Strong models made possible by artificial intelligence can be used to construct clinical diagnostic and prognostic tools for hip fractures; however, the effectiveness and potential consequences of these recently established algorithms are yet unclear. In order to compare the efficacy of AI algorithms built to detect hip fractures on radiography and determine postoperative clinical outcomes after hip fracture surgery to existing procedures, this study was carried out.

Using the databases for Embase, MEDLINE, and the Cochrane Library, a thorough evaluation of the literature was conducted for all publications released up through January 23, 2023. To find any more pertinent papers, a manual reference search was also done on the listed articles.
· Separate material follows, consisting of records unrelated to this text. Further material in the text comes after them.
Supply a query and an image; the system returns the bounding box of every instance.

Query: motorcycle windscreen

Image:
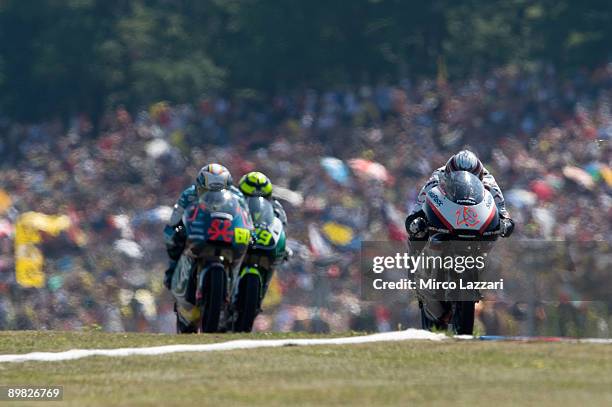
[441,171,484,205]
[247,197,274,226]
[183,190,251,249]
[199,190,239,215]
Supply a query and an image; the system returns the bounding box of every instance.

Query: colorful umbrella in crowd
[584,161,612,186]
[563,165,595,189]
[349,158,393,184]
[529,179,555,201]
[321,157,349,185]
[504,188,537,208]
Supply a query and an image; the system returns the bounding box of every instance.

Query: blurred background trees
[0,0,612,121]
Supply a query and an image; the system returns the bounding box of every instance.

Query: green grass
[0,332,612,406]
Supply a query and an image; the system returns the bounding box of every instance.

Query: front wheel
[453,301,476,335]
[234,274,261,332]
[201,264,226,333]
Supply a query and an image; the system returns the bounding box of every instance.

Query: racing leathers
[405,166,514,240]
[164,185,247,289]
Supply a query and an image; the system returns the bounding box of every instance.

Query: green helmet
[238,171,272,198]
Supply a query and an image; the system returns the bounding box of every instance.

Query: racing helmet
[238,171,272,198]
[444,150,484,180]
[196,163,233,194]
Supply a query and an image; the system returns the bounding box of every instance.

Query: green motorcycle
[232,197,287,332]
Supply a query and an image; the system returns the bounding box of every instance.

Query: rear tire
[201,264,226,333]
[234,274,261,332]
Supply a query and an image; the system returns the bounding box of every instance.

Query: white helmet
[196,163,233,193]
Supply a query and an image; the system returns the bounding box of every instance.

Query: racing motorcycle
[171,190,252,333]
[232,197,286,332]
[416,171,500,335]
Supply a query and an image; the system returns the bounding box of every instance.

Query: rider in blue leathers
[406,150,514,241]
[164,163,248,289]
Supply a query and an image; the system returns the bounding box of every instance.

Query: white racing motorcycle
[411,171,500,335]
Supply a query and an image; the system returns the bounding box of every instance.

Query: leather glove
[164,261,177,290]
[499,218,514,237]
[408,217,427,238]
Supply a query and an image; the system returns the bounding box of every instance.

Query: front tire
[453,301,476,335]
[201,264,226,333]
[234,274,261,332]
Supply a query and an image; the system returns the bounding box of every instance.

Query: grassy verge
[0,334,612,406]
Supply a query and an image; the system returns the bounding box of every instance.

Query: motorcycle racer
[238,171,287,226]
[164,163,246,289]
[405,150,514,241]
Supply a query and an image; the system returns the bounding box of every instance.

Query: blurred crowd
[0,65,612,335]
Included were studies using machine learning (ML) models to diagnose hip fractures from radiographs of the hip or pelvis or to forecast any postoperative patient outcome following hip fracture surgery.

The key findings of this study were:

A total of 39 papers that satisfied all requirements and were included in the study employed AI models in 18 (46.2%) of them to identify hip fractures on plain radiographs and in 21 (53.8%) of them to forecast patient outcomes after hip fracture surgery. 

For training, validating, and testing ML models specific to diagnostic and postoperative outcome prediction, respectively, a total of 39 598 plain radiographs and 714 939 hip fractures were employed. 

The most likely results were mortality and length of hospital stay. 

In comparison to doctors, the OR for diagnostic mistake of ML models for hip fracture radiographs on pooled data analysis was 0.79. 

The average (SD) sensitivity, specificity, and F1 score for the ML models were 89.3% (8.5%), 87.5% (9.9%), and 0.90, respectively (0.06).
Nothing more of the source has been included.